CRW 543-001: FORMS OF POETRY, COX M
The Poetic Line. A survey of the poetic line, focusing on free verse prosody against a background of traditional metrical prosody and aesthetics.  We will read a variety of poets, new and old. Designed to help writers sharpen their sense of historical development and critical terminology, the course will aid students in preparing for the MFA examination.  Format:  seminar, formal experimentation, critical reading and discussion, presentations. 

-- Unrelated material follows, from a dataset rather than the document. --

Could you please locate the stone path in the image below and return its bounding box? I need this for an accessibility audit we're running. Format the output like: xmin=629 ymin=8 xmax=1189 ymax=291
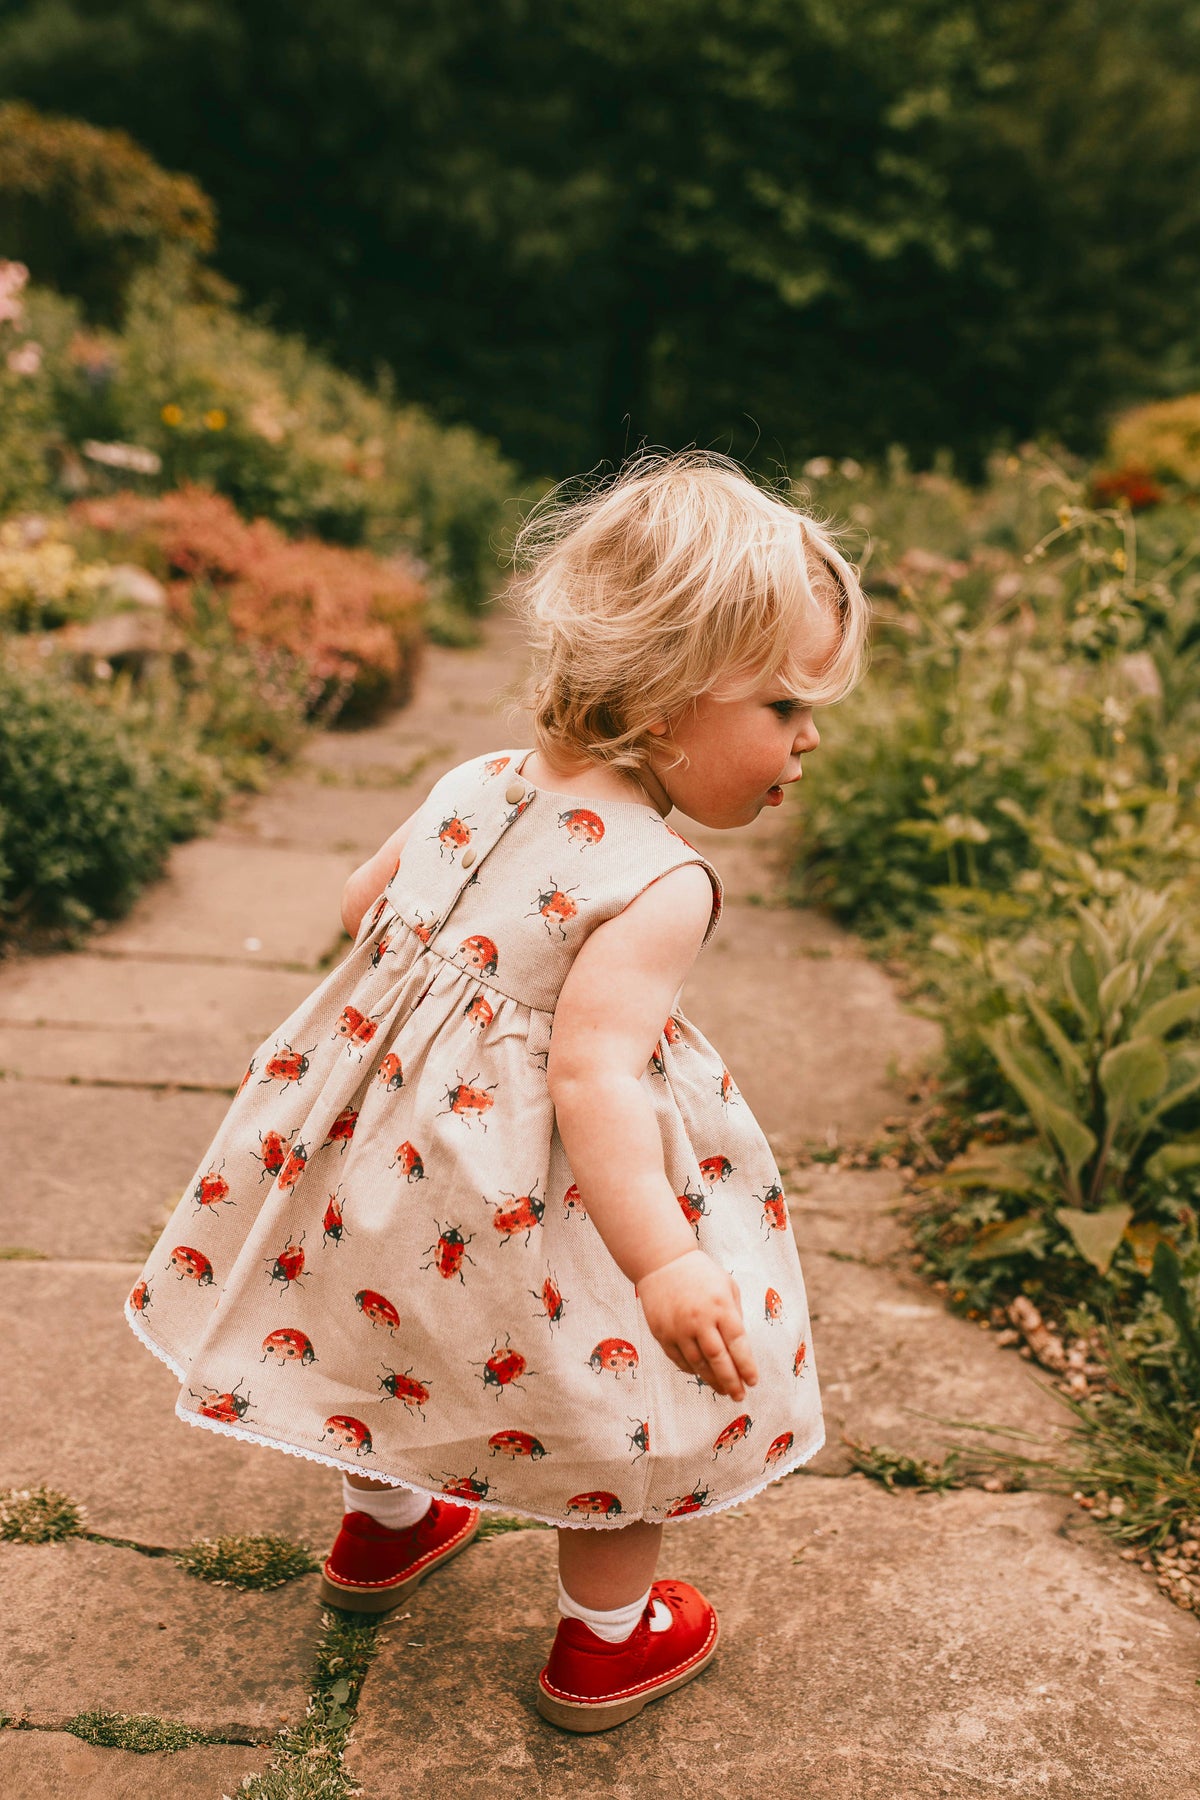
xmin=2 ymin=610 xmax=1197 ymax=1797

CRW 544-001: FICTION WRITING WORKSHOP, BRENNER W
This is a semi-traditional workshop in which your work is our primary text. Students will each hand in two pieces of fiction (short story, chapter, flash, other) for discussion and at least one conference with instructor. “Semi-traditional” because we may vary our weekly discussion formats based on your feedback about what works best for you. I.e. discussion of how we discuss will be an ongoing discussion. As for the work, I am especially interested in discovering potential, what’s almost but not quite on the page, and in those moments in any piece of writing that feel most radioactive, unforgettable. We will read published contemporary fiction distributed in class and may watch an occasional film. Goals are to provide feedback, mentoring, and support for individual students and their projects, illuminate issues of craft for everyone, and remind us how much we love writing.

CRW 544-002: FICTION WRITING WORKSHOP, LEE R
Strong emphasis on character, event, narrative strategy, image and theme (or maybe, more accurately, series of ideas flowing under the work, giving story momentum and direction.) We will also read some craft essays, and the novel The Secret History, by Donna Tartt.

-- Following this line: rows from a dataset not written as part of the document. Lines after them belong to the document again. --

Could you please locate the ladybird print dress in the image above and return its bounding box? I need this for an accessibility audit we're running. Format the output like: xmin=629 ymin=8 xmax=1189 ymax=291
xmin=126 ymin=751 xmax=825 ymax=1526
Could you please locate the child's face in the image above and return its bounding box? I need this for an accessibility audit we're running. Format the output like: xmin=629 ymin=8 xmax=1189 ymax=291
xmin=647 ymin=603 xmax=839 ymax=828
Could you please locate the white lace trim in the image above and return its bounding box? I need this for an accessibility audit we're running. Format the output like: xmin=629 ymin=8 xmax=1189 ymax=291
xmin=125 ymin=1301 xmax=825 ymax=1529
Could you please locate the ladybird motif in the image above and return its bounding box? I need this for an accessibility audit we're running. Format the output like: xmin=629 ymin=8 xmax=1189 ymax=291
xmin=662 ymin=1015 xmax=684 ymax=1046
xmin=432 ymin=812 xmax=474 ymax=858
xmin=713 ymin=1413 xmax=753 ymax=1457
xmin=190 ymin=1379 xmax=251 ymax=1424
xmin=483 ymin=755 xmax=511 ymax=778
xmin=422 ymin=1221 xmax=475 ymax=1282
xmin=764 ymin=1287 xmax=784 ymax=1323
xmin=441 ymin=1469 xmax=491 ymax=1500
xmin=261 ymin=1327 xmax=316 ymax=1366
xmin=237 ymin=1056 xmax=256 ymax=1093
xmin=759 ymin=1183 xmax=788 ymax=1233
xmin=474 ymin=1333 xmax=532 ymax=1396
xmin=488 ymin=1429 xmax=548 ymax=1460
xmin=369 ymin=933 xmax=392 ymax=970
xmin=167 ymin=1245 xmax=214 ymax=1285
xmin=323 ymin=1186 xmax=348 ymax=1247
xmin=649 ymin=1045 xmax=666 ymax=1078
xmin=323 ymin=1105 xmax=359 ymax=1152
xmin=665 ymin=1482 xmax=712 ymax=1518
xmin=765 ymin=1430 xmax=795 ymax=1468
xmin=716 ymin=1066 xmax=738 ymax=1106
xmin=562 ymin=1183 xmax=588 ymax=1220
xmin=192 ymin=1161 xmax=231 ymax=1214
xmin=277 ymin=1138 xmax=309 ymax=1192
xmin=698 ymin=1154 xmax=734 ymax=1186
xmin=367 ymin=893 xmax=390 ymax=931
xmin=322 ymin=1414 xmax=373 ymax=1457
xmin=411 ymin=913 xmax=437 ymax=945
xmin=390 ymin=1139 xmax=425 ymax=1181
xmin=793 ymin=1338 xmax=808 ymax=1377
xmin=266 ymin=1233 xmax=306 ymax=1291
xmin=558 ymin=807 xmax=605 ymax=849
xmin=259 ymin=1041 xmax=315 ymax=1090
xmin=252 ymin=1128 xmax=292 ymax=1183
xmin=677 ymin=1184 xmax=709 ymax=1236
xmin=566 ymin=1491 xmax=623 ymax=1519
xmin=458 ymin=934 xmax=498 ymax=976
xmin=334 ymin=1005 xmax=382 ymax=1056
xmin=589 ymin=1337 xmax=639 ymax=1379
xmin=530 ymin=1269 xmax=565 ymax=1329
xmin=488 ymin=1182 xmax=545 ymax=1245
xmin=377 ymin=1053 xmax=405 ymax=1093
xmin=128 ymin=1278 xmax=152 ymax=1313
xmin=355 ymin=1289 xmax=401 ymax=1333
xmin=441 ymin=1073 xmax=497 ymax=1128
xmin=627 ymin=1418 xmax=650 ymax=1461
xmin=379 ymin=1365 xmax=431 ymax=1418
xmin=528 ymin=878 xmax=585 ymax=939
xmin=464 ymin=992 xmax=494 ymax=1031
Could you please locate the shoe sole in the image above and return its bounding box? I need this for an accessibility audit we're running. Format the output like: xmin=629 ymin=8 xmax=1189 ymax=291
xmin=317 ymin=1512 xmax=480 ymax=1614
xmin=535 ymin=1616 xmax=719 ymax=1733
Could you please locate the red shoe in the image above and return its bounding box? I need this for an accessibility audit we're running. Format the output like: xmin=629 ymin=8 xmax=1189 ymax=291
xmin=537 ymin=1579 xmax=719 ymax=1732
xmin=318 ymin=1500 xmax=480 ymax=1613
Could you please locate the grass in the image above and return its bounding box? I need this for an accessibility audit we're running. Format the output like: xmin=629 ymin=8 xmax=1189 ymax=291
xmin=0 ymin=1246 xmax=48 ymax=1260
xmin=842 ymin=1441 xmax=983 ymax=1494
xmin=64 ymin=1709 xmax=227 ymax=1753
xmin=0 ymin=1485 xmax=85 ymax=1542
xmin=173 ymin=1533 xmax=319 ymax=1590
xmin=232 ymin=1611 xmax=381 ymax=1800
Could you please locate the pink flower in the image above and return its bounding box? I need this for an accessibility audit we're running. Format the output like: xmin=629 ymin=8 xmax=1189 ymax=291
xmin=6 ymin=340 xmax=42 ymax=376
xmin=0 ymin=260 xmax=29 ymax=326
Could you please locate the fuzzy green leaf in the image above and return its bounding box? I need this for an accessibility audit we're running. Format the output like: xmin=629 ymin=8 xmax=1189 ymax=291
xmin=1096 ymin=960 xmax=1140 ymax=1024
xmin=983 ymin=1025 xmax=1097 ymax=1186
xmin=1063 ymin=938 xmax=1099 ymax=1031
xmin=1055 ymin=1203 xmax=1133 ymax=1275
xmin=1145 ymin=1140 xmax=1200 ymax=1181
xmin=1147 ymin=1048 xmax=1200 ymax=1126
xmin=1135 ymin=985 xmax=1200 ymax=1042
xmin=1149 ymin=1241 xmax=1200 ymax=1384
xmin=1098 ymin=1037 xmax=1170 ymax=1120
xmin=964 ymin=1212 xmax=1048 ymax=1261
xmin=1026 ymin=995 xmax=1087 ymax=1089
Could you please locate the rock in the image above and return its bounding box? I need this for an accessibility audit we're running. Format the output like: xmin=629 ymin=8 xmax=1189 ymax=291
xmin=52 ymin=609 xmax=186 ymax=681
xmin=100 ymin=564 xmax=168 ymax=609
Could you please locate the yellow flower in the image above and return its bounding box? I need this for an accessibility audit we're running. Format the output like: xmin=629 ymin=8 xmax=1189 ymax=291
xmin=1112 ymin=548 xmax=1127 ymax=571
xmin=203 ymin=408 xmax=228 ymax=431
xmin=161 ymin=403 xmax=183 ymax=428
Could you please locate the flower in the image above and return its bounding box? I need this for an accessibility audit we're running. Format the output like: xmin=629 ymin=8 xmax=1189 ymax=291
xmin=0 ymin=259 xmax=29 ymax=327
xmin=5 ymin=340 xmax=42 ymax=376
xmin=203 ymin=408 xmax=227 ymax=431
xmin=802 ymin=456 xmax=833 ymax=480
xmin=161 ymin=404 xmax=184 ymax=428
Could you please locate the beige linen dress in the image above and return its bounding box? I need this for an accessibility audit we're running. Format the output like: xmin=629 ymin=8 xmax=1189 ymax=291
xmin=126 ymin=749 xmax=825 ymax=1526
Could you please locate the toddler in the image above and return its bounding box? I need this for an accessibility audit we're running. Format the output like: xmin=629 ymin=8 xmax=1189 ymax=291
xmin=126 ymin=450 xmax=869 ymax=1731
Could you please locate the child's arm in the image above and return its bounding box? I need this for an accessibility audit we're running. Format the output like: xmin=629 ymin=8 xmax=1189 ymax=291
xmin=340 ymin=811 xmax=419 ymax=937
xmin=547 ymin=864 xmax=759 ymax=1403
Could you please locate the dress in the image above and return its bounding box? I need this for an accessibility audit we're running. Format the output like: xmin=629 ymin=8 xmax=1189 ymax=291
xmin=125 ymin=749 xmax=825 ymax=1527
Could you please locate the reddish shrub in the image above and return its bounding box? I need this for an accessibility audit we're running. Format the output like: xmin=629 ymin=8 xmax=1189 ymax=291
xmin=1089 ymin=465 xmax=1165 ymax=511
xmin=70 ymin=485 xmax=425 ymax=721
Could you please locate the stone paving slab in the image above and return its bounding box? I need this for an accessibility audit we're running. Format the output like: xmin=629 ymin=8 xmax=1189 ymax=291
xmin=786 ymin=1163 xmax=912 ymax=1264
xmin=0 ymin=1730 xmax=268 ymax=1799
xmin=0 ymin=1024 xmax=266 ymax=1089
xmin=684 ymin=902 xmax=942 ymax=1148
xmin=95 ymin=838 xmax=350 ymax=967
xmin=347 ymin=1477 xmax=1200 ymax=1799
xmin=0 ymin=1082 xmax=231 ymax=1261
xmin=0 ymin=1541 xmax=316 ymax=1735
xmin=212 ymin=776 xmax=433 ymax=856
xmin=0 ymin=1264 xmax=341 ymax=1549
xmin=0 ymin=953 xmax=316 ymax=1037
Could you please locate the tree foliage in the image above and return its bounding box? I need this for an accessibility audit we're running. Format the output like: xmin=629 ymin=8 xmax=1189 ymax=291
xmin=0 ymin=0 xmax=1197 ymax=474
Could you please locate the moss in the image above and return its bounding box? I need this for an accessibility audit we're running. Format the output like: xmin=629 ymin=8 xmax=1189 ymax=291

CRW 547-001: FORMS OF FICTION—READING THE WHITING AWARD, DE GRAMONT
Perhaps the most prestigious award an emerging author can receive, the Whiting Award has been granted to writers at the beginning of their career since 1985. This makes it a great lens into contemporary literature, and the kind of innovation that can make a young writer stand out. In this class we will read novels and short story collections by winners, and discuss narrative aspects such as voice, structure, tense and point of view, in addition to identifying the aspects that makes the work worthy of the recognition. As well as discussing the texts we will perform in-class writing exercises related to that week’s reading.

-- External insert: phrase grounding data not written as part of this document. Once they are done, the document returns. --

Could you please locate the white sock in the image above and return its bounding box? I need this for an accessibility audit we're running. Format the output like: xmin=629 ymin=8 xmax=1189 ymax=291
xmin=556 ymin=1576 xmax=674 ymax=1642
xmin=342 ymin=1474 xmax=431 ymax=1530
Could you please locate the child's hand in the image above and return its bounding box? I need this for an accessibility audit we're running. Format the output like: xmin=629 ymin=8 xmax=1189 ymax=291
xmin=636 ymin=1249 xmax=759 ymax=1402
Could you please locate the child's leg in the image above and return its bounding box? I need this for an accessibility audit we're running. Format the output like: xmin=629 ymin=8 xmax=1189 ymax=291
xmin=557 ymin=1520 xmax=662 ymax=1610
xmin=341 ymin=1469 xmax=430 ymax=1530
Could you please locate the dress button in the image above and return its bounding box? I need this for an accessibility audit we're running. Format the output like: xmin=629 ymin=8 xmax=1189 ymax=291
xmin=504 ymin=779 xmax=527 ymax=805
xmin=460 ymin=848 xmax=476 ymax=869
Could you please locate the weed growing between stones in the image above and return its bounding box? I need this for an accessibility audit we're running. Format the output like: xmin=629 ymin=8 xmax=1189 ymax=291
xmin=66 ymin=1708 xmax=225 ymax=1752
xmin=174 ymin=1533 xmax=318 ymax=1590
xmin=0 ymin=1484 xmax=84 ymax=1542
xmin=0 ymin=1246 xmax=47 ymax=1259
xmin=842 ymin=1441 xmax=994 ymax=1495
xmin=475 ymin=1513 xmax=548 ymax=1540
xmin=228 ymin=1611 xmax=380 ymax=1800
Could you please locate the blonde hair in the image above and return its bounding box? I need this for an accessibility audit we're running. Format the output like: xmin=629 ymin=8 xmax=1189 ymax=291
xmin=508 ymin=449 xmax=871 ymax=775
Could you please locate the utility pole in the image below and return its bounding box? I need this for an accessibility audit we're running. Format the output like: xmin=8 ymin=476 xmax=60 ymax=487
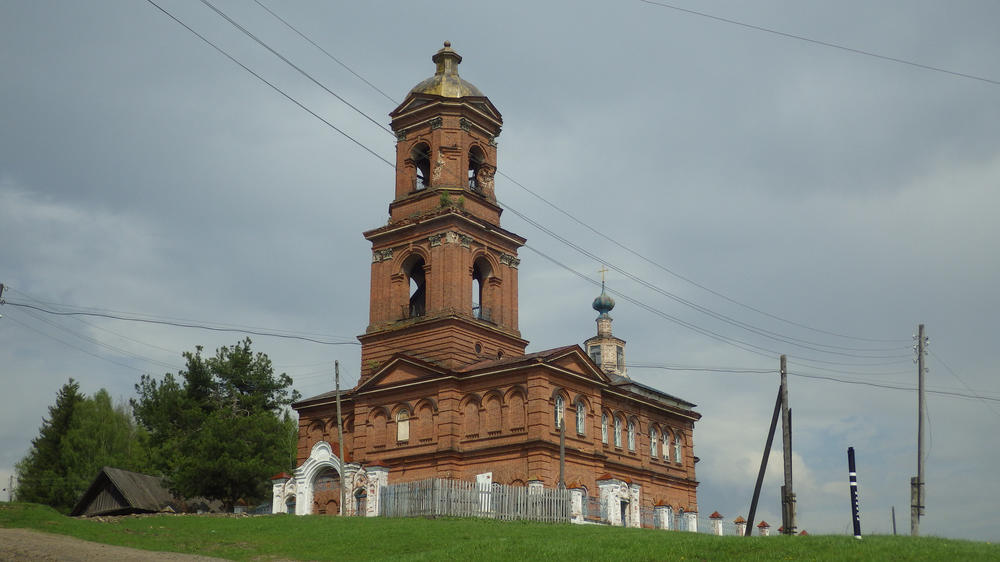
xmin=558 ymin=413 xmax=566 ymax=490
xmin=335 ymin=360 xmax=346 ymax=516
xmin=780 ymin=354 xmax=796 ymax=535
xmin=746 ymin=386 xmax=782 ymax=536
xmin=911 ymin=324 xmax=927 ymax=536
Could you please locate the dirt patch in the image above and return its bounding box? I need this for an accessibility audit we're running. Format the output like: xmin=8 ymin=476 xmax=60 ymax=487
xmin=0 ymin=528 xmax=227 ymax=561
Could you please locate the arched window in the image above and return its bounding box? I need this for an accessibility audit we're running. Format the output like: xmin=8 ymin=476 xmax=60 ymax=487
xmin=472 ymin=257 xmax=492 ymax=320
xmin=554 ymin=395 xmax=565 ymax=429
xmin=403 ymin=255 xmax=426 ymax=318
xmin=662 ymin=429 xmax=671 ymax=460
xmin=396 ymin=409 xmax=409 ymax=442
xmin=468 ymin=145 xmax=486 ymax=192
xmin=674 ymin=433 xmax=683 ymax=464
xmin=411 ymin=142 xmax=430 ymax=190
xmin=627 ymin=419 xmax=636 ymax=451
xmin=650 ymin=427 xmax=658 ymax=458
xmin=575 ymin=400 xmax=586 ymax=436
xmin=614 ymin=416 xmax=622 ymax=448
xmin=601 ymin=412 xmax=609 ymax=444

CRW 550-001: WORKSHOP IN CREATIVE NONFICTION, DASGUPTA S
The focus of this workshop is Place in Writing. We will read essays by authors including Peggy Shumaker, Manil Suri, Mohsin Hamid, and Jeff P. Jones; generate new work through short in-class writing exercises, and workshop two essays from each student. These two essays can be in any format (all forms, genres, sub-genres welcome) but their focus must be on Place. Stellar attendance and enthusiastic participation will be expected from all students in every class. Students are also expected to meet the instructor for at least one conference during the semester.

CRW 560-001, 002: PUBLISHING PRACTICUM: LOOKOUT BOOKS, SMITH E
[Prerequisite: CRW 523 and permission of instructor.] A select group of graduate students supports the work of Lookout Books (www.lookout.org). The practical course functions primarily as an internship at a small literary press and provides hands-on experience in evaluating manuscripts, copyediting, proofreading, designing book interiors and pitching cover concepts, publicity, social media management, marketing, grant writing, and producing promotional materials for the imprint. [MFA students may repeat for credit without limit.] 

CRW 580-001: FOOD WRITING, SIEGEL R
What do we talk about when we talk about food—and cooking, and eating, and feeding others? This course will sample a range of fiction, nonfiction, and poetry exploring that vast and complicated subject. Possibilities include Ruth Reichl, M.F.K. Fischer, Anthony Bourdain, and David Foster Wallace. There will be one major creative project and possibly other short assignments, but the emphasis will be on fast-paced, rigorous reading and discussion.